At a recent cancer immunology conference in the US top immunologists from 21 nations attended lectures on the latest immunology topics such as:· cancer immunosurveillance · immunoediting · cancer antigen discovery· monitoring and analysing the immunological response to human cancer· cancer vaccine development
The Cancer Vaccine Collaborative (CVC) was launched to much excitement. It is a unique research program that should improve how cancer vaccines are developed, based on a collaboration of six New York medical centres and one in Minnesota. The aim of their research is to find out how to effectively immunise against cancer using a vaccine, using ‘action research’.

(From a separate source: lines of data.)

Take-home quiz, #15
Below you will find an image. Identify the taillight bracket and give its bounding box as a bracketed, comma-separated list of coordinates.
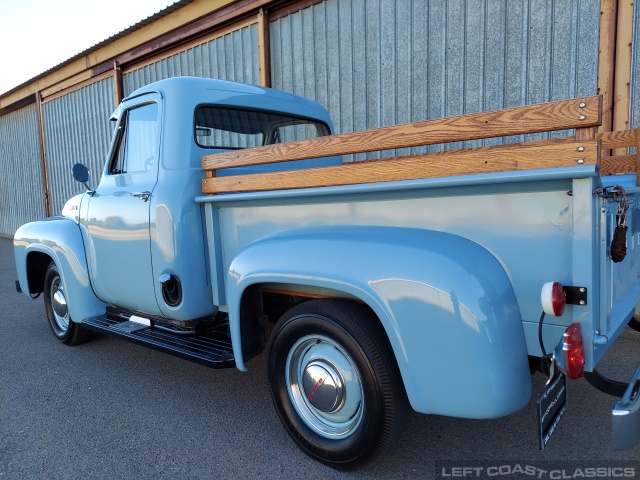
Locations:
[562, 285, 587, 307]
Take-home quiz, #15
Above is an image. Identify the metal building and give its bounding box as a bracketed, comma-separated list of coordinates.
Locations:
[0, 0, 640, 236]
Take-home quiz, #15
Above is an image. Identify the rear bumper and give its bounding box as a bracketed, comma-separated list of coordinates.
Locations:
[611, 365, 640, 450]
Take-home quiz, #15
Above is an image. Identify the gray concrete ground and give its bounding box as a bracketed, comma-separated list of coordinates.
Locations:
[0, 239, 640, 479]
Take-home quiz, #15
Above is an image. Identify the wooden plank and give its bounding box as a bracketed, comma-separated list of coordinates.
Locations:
[258, 8, 271, 87]
[202, 97, 602, 170]
[600, 155, 637, 175]
[596, 129, 640, 149]
[598, 0, 618, 132]
[633, 129, 640, 187]
[36, 92, 51, 217]
[113, 60, 124, 107]
[202, 140, 600, 194]
[576, 127, 596, 142]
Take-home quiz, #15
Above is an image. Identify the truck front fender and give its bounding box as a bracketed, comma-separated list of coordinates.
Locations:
[13, 217, 106, 322]
[226, 227, 531, 418]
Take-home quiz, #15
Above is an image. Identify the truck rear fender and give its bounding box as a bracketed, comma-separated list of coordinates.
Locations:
[226, 227, 531, 418]
[13, 217, 106, 322]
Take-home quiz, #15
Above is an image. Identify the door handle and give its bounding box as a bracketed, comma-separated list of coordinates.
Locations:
[131, 192, 151, 202]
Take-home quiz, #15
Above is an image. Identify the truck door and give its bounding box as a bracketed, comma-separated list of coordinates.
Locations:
[82, 95, 160, 315]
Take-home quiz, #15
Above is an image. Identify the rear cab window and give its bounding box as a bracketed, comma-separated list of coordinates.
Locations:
[194, 105, 330, 150]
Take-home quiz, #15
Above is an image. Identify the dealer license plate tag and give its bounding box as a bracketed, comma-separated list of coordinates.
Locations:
[538, 370, 567, 450]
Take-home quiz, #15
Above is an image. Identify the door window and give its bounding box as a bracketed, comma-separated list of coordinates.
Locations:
[109, 103, 158, 175]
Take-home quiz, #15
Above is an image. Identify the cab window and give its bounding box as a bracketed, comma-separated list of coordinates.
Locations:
[109, 103, 158, 175]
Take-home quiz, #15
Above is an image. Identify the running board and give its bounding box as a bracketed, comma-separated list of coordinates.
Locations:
[82, 315, 235, 368]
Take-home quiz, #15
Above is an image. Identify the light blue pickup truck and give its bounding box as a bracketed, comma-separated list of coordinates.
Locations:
[14, 77, 640, 469]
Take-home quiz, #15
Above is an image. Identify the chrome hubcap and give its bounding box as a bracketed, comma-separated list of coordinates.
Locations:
[51, 277, 69, 332]
[286, 335, 364, 439]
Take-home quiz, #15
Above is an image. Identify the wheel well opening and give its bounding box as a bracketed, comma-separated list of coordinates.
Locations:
[235, 284, 400, 376]
[27, 252, 51, 294]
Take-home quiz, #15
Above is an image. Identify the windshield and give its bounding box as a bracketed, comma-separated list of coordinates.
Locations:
[194, 106, 329, 149]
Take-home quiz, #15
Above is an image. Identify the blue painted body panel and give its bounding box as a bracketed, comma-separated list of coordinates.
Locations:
[15, 77, 640, 418]
[13, 217, 106, 321]
[227, 227, 531, 418]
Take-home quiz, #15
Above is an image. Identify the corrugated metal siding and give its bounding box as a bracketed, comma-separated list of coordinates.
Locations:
[629, 2, 640, 132]
[123, 24, 260, 96]
[0, 105, 46, 235]
[42, 78, 115, 215]
[271, 0, 600, 158]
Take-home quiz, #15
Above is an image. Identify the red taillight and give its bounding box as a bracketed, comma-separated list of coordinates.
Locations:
[562, 322, 584, 379]
[540, 282, 567, 317]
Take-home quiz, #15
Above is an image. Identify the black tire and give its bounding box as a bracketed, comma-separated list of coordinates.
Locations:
[44, 262, 92, 346]
[267, 299, 408, 470]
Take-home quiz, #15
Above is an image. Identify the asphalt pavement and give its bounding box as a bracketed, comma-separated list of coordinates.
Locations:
[0, 239, 640, 480]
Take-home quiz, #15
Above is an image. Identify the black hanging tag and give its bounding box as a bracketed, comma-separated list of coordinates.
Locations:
[610, 225, 627, 263]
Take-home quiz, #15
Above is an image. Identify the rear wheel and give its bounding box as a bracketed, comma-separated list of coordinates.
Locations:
[44, 262, 90, 345]
[268, 299, 408, 470]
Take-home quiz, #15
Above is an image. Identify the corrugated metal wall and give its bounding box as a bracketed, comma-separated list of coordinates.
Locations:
[271, 0, 600, 158]
[0, 105, 46, 235]
[123, 24, 260, 96]
[42, 78, 115, 215]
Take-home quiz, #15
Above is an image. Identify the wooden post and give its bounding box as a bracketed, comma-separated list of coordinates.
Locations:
[113, 60, 124, 107]
[635, 128, 640, 187]
[612, 0, 633, 155]
[258, 8, 271, 87]
[598, 0, 618, 132]
[36, 92, 51, 217]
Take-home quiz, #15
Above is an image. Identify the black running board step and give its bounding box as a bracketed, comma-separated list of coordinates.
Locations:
[82, 315, 235, 368]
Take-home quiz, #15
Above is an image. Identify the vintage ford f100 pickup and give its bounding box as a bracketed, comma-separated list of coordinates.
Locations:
[14, 77, 640, 469]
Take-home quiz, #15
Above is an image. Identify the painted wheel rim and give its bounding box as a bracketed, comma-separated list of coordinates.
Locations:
[50, 277, 69, 333]
[285, 335, 364, 440]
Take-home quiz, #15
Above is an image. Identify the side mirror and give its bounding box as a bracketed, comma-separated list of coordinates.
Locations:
[71, 163, 93, 194]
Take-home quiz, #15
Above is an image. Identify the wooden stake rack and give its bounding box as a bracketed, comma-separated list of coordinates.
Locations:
[202, 96, 640, 194]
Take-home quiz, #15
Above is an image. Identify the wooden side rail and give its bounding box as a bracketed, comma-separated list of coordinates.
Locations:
[596, 128, 640, 186]
[202, 138, 600, 194]
[202, 97, 602, 171]
[202, 96, 602, 194]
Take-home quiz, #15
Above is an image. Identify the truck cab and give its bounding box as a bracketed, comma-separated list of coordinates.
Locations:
[59, 77, 340, 321]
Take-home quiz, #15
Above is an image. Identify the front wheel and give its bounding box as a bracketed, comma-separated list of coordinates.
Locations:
[44, 262, 90, 346]
[268, 299, 408, 470]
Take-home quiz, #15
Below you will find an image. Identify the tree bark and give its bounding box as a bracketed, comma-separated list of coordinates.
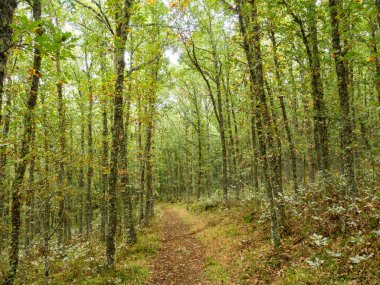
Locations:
[106, 0, 134, 267]
[269, 30, 298, 193]
[5, 0, 42, 285]
[0, 0, 17, 126]
[329, 0, 357, 195]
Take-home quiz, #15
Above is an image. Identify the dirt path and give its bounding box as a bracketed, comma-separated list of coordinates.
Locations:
[147, 208, 207, 285]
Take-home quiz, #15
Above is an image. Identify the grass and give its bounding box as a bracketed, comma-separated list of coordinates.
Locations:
[0, 211, 160, 285]
[163, 184, 380, 285]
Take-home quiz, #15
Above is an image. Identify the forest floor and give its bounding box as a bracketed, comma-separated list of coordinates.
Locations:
[154, 200, 380, 285]
[148, 207, 207, 285]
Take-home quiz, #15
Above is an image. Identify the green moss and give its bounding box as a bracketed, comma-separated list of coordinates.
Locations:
[205, 255, 229, 283]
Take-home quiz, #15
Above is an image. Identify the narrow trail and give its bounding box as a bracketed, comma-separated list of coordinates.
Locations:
[147, 208, 208, 285]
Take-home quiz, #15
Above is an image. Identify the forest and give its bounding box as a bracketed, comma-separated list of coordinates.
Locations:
[0, 0, 380, 285]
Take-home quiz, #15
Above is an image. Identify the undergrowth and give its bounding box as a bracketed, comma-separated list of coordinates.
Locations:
[175, 172, 380, 284]
[0, 210, 160, 285]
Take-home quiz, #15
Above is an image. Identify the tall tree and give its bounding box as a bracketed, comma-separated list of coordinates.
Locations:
[329, 0, 358, 197]
[5, 0, 43, 285]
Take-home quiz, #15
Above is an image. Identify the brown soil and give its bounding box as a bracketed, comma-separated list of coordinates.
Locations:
[147, 208, 207, 285]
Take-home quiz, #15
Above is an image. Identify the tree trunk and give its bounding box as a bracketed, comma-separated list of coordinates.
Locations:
[137, 93, 145, 227]
[0, 0, 17, 126]
[86, 82, 94, 238]
[5, 0, 42, 285]
[106, 0, 133, 267]
[119, 96, 137, 245]
[100, 88, 108, 241]
[56, 46, 66, 245]
[237, 0, 282, 248]
[269, 30, 298, 193]
[329, 0, 357, 198]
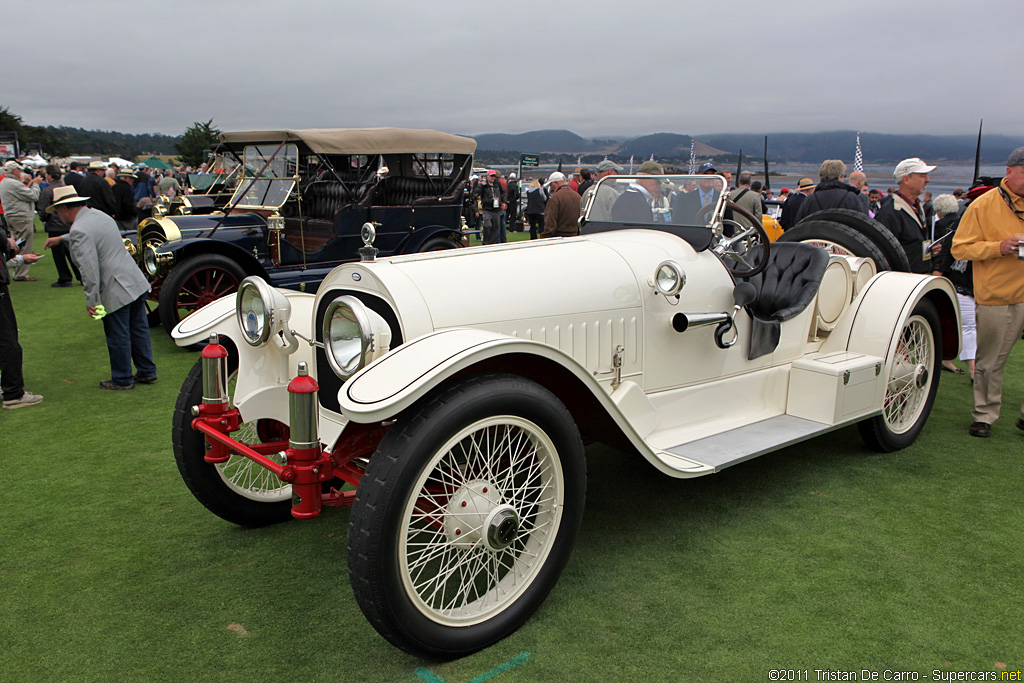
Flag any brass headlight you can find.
[653,261,686,297]
[324,296,391,380]
[234,275,292,346]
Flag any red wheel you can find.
[158,254,246,334]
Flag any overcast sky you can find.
[6,0,1024,137]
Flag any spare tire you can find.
[776,218,892,271]
[797,209,910,272]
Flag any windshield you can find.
[188,155,242,195]
[231,144,299,209]
[583,175,725,225]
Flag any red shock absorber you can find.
[281,362,332,519]
[193,333,239,463]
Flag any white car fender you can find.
[821,271,961,361]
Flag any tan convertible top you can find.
[220,128,476,155]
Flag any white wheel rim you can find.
[208,373,292,503]
[883,315,935,434]
[398,416,564,627]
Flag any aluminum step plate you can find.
[665,415,845,472]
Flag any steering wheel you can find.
[696,200,771,279]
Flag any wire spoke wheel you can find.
[883,315,935,433]
[857,299,942,453]
[348,374,587,658]
[399,416,564,626]
[214,373,292,503]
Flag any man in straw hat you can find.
[778,178,814,230]
[46,187,157,390]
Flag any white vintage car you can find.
[173,176,959,657]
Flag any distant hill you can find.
[44,126,178,159]
[475,130,1024,166]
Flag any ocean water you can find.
[761,160,1007,197]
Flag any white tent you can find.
[22,155,46,166]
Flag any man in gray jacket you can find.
[0,161,43,283]
[46,187,157,390]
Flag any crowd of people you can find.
[0,147,1024,444]
[0,160,172,410]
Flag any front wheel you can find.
[348,375,586,658]
[157,254,246,334]
[171,357,292,526]
[857,299,942,453]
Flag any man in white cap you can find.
[0,161,43,283]
[951,147,1024,438]
[541,171,580,238]
[78,161,117,216]
[580,159,623,220]
[0,210,43,411]
[611,161,665,223]
[874,157,941,275]
[46,187,157,390]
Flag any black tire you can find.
[420,238,459,252]
[797,209,910,272]
[157,254,246,334]
[348,375,587,658]
[171,356,292,526]
[776,220,890,270]
[857,299,942,453]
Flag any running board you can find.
[664,415,865,472]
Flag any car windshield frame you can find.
[230,143,299,211]
[581,174,729,228]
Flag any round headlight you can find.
[654,261,686,296]
[234,276,289,346]
[142,245,157,278]
[324,296,391,380]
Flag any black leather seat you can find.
[746,242,828,360]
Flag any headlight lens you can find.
[234,278,278,346]
[142,245,157,278]
[324,296,391,380]
[654,261,686,296]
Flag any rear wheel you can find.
[348,375,586,658]
[857,299,942,453]
[157,254,246,334]
[776,220,890,270]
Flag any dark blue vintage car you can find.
[135,128,476,332]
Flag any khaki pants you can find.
[973,303,1024,424]
[6,216,36,280]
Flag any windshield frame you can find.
[229,143,299,211]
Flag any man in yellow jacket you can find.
[951,147,1024,438]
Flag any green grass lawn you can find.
[0,227,1024,683]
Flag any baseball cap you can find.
[893,157,938,180]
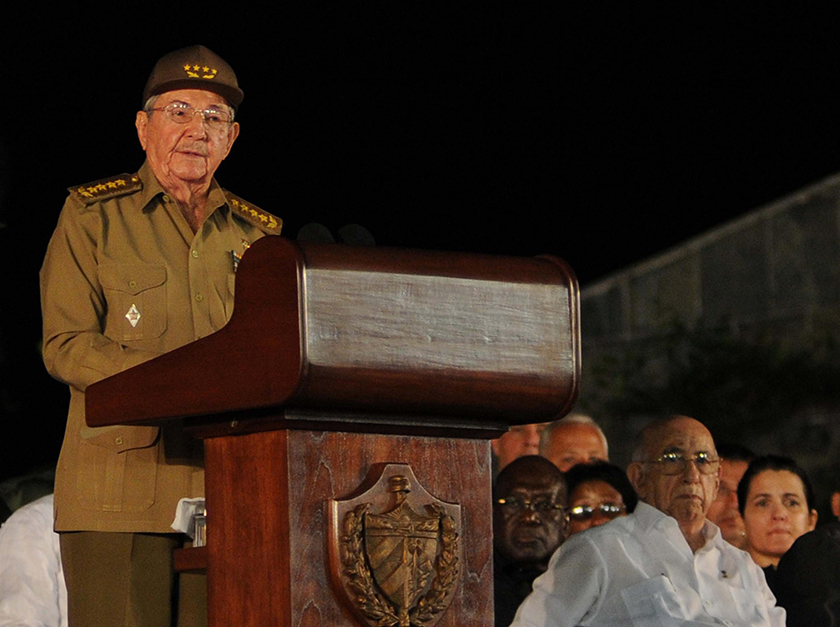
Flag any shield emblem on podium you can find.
[329,464,461,627]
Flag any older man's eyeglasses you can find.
[146,102,233,132]
[642,453,720,475]
[496,496,566,516]
[569,503,627,522]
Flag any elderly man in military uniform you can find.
[41,46,281,627]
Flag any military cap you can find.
[143,46,244,108]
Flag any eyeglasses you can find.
[146,102,233,133]
[642,453,720,475]
[496,496,566,516]
[569,503,627,522]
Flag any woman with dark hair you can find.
[738,455,817,590]
[566,462,639,534]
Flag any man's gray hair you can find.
[540,414,610,454]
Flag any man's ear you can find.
[223,122,239,159]
[808,509,818,531]
[831,492,840,518]
[134,111,149,151]
[627,462,646,498]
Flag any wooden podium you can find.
[87,237,580,627]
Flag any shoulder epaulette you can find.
[69,174,143,205]
[222,189,283,235]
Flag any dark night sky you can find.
[0,1,840,479]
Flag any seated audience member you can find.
[566,461,639,535]
[493,455,567,627]
[706,444,755,549]
[773,492,840,627]
[738,455,817,589]
[512,416,785,627]
[490,422,548,476]
[542,414,609,472]
[0,494,67,627]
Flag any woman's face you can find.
[569,480,627,534]
[744,470,817,568]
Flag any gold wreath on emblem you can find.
[328,465,460,627]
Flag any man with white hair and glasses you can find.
[512,416,785,627]
[41,46,281,627]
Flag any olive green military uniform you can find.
[41,164,281,627]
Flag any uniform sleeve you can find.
[511,535,607,627]
[41,197,156,390]
[0,498,67,627]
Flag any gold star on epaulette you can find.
[224,190,283,235]
[70,174,143,205]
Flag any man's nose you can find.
[683,459,700,483]
[520,507,542,526]
[187,111,207,137]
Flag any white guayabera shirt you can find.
[0,494,67,627]
[511,503,785,627]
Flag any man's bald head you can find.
[542,414,609,472]
[627,416,720,544]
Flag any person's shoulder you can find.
[222,189,283,235]
[68,174,143,208]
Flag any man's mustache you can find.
[177,142,209,157]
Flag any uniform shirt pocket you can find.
[99,263,166,342]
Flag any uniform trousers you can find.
[60,531,207,627]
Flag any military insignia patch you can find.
[223,190,283,235]
[69,174,143,204]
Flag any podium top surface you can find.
[86,237,580,428]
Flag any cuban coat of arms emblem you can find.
[329,464,461,627]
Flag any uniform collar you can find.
[137,160,227,215]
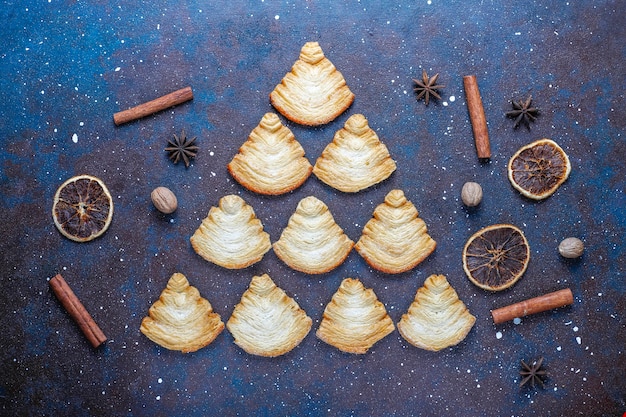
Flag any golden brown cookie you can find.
[274,196,354,274]
[270,42,354,126]
[316,278,395,353]
[313,114,396,193]
[354,190,437,274]
[139,273,224,353]
[507,139,572,200]
[228,113,313,195]
[398,275,476,352]
[226,274,312,357]
[190,194,272,269]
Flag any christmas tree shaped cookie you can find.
[274,196,354,274]
[139,273,224,353]
[313,114,396,193]
[270,42,354,126]
[226,274,312,357]
[190,194,272,269]
[228,113,313,195]
[398,275,476,351]
[316,278,394,353]
[354,190,436,274]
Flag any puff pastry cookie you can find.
[398,275,476,352]
[316,278,395,354]
[354,190,437,274]
[226,274,312,357]
[274,196,354,274]
[228,113,313,195]
[139,273,224,353]
[270,42,354,126]
[313,114,396,193]
[190,194,272,269]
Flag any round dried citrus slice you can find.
[508,139,572,200]
[52,175,113,242]
[463,224,530,291]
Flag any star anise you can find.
[519,357,547,388]
[506,96,539,130]
[165,130,198,168]
[413,69,445,106]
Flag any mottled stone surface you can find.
[0,0,626,416]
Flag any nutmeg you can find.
[461,182,483,207]
[559,237,585,259]
[150,187,178,214]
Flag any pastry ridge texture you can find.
[316,278,395,354]
[227,113,313,195]
[398,275,476,352]
[139,272,224,353]
[354,190,437,274]
[190,194,272,269]
[270,42,354,126]
[226,274,312,357]
[313,114,396,193]
[273,196,354,274]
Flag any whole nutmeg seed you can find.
[150,187,178,214]
[461,182,483,207]
[559,237,585,259]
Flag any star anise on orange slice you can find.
[52,175,113,242]
[508,139,572,200]
[463,224,530,291]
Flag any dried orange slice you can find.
[52,175,113,242]
[508,139,572,200]
[463,224,530,291]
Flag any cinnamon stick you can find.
[491,288,574,324]
[463,75,491,159]
[113,87,193,126]
[50,274,107,348]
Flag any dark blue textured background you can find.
[0,0,626,416]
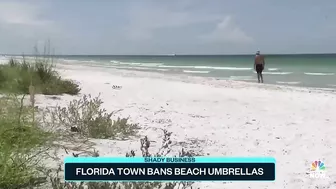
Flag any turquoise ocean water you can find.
[5,54,336,88]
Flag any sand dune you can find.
[38,66,336,189]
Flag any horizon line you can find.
[0,53,336,57]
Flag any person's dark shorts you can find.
[256,64,264,73]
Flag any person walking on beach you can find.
[254,51,265,83]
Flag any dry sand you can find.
[37,63,336,189]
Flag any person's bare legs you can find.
[257,73,262,83]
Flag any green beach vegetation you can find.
[0,57,80,95]
[0,57,195,189]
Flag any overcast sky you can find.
[0,0,336,54]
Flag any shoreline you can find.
[46,62,336,189]
[58,64,336,94]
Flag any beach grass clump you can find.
[44,95,139,139]
[0,58,80,95]
[0,95,53,188]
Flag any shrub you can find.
[0,58,80,95]
[0,96,52,188]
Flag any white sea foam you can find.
[254,71,293,75]
[155,69,169,72]
[304,72,335,76]
[118,62,141,65]
[183,70,210,74]
[158,65,195,68]
[277,81,301,85]
[194,66,252,71]
[228,76,255,81]
[140,62,163,67]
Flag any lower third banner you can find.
[65,157,275,181]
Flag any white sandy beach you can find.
[37,63,336,189]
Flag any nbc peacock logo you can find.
[311,161,325,171]
[310,161,326,178]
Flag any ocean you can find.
[1,54,336,88]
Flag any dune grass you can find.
[0,95,53,188]
[0,58,80,95]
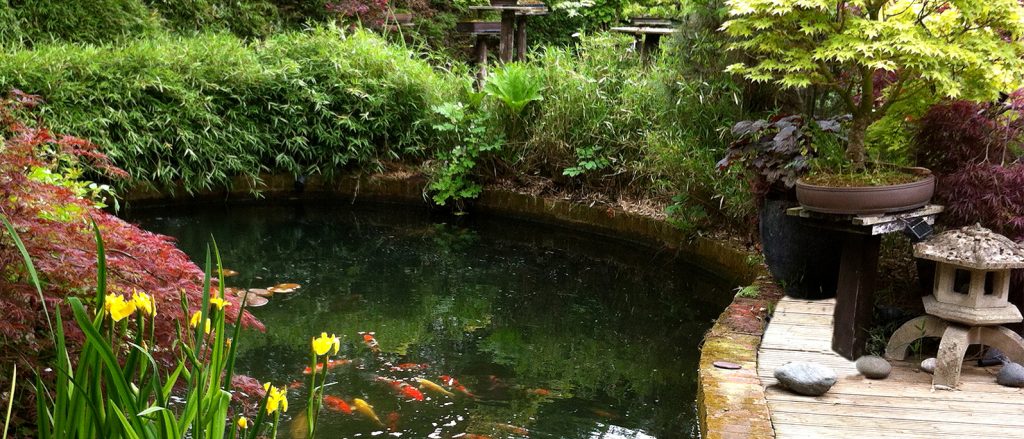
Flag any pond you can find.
[128,202,732,439]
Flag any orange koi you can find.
[387,411,400,433]
[352,398,384,426]
[302,362,324,375]
[358,332,381,352]
[377,377,424,401]
[391,363,428,371]
[416,378,455,396]
[440,375,476,398]
[324,395,352,414]
[495,424,529,436]
[327,358,352,370]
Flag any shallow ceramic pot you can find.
[389,12,413,26]
[455,21,502,34]
[797,170,935,215]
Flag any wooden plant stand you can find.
[786,205,943,360]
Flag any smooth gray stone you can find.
[995,362,1024,387]
[775,361,838,396]
[921,358,938,374]
[857,355,893,380]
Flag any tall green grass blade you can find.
[36,374,53,439]
[92,221,106,306]
[3,364,17,439]
[68,297,141,427]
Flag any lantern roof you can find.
[913,224,1024,270]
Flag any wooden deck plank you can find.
[758,298,1024,439]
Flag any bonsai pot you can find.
[630,16,676,28]
[797,168,935,215]
[455,21,502,34]
[388,12,413,26]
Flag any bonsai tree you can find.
[722,0,1024,169]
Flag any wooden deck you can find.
[758,298,1024,439]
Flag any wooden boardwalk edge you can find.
[757,298,1024,439]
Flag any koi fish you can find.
[416,378,455,396]
[387,411,400,433]
[391,363,429,371]
[358,332,381,352]
[302,361,325,375]
[327,358,352,370]
[495,423,529,436]
[440,375,476,398]
[352,398,384,427]
[324,395,352,414]
[377,377,423,401]
[302,358,352,375]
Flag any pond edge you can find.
[124,173,781,439]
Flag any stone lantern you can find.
[886,225,1024,388]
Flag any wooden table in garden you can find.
[469,3,548,62]
[611,27,679,59]
[786,205,943,360]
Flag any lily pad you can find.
[249,289,273,297]
[246,294,270,308]
[266,283,302,294]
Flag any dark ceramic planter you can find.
[758,199,843,300]
[797,174,935,215]
[455,21,502,34]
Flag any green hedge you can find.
[0,29,457,191]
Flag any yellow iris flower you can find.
[263,383,288,414]
[131,292,157,315]
[188,311,210,334]
[210,297,231,309]
[312,333,341,355]
[103,294,135,321]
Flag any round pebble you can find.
[995,362,1024,387]
[713,361,743,370]
[857,355,893,380]
[921,358,937,374]
[775,361,839,396]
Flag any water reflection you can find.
[131,200,729,439]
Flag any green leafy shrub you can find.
[428,100,503,206]
[5,0,160,44]
[0,28,451,191]
[144,0,280,37]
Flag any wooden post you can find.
[833,232,882,360]
[473,34,487,89]
[640,34,662,61]
[498,9,515,62]
[515,15,526,62]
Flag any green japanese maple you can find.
[722,0,1024,168]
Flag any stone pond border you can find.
[125,173,780,439]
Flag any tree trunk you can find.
[846,116,869,170]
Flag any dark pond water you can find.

Vaccines made from donor blood are proving to work for some cancers. Experiments with bone marrow transplants show there are about 40,000 different tissue types making it hard to find a match. Usually a perfect match can only be found within the patient’s direct family. Incorrect matches can create a host of secondary dis-eases. Scientist are finding ways to train Killer T cells taken either from the host or a donor, to more effectively attack cancer cells. They have noticed that donor Killer T cells that are already ‘primed’ for a particular cancer (e.g. the donor body cells ‘remember’ the disease) can be highly effective. It may take many years to prove validity, reliability, safety and efficacy for this treatment. Harvesting the natural immunity of our own, or donor cells with the aid of genetic engineering may well become a big player against modern immune attacking dis-eases.
Increased screening: this type of research looks at genetically identifying individuals who might be at high risk of certain types of cancer and is partly a preparation for possible vaccines. Genetic counselling is set to become a 21st century contributor to health care based on prevention of disease as much as cure.
Combinations: research from West Germany (Grossart-Maticek) argues that there is no single cause for cancer, similar to the pattern in most chronic illness. It shows there are environmental, psychological and spiritual dimensions to disease. The implication is that treatment should be on the same levels, and that no single treatment is likely to be effective because there is no single cause. This observation links with the position of many Holistic practitioners who often have a wider view of health than orthodox medical practitioners.
Dr. Robert Buckman is an experienced cancer researcher, and author of the informative book: ‘What You Really Need to Know About Cancer’. He summarises what he sees as the present position of scientific cancer research:
“We now have a very large number of ways of looking at cancer cells in the laboratory. We have thousands of different types of cancer cells growing in dishes, many of which can be grown and then cured in laboratory bred mice. We also have thousands of different ways of looking at and testing those cells. We can look at the cells’ growth, their abilities to produce different substances, their sensitivity to some chemotherapy drugs and their resistance to others, the way they respond to growth factors, their genetic material including oncogenes and substances controlled by oncogenes, their ability to effect other cells (of the immune system, for example), their ability to damage membranes and invade, their structure under the electron microscope and whether or not the cell surface has any of hundreds of different marker molecules on it. These are just a few examples of what can be done nowadays: the complete list of ways in which cancer cells can be tested would probably be longer than this entire book. But here is the snag: although this accumulation of experience is wonderful and commendable, cancer in human beings is far more complicated then any laboratory system can ever be (at least in the light of current knowledge)”.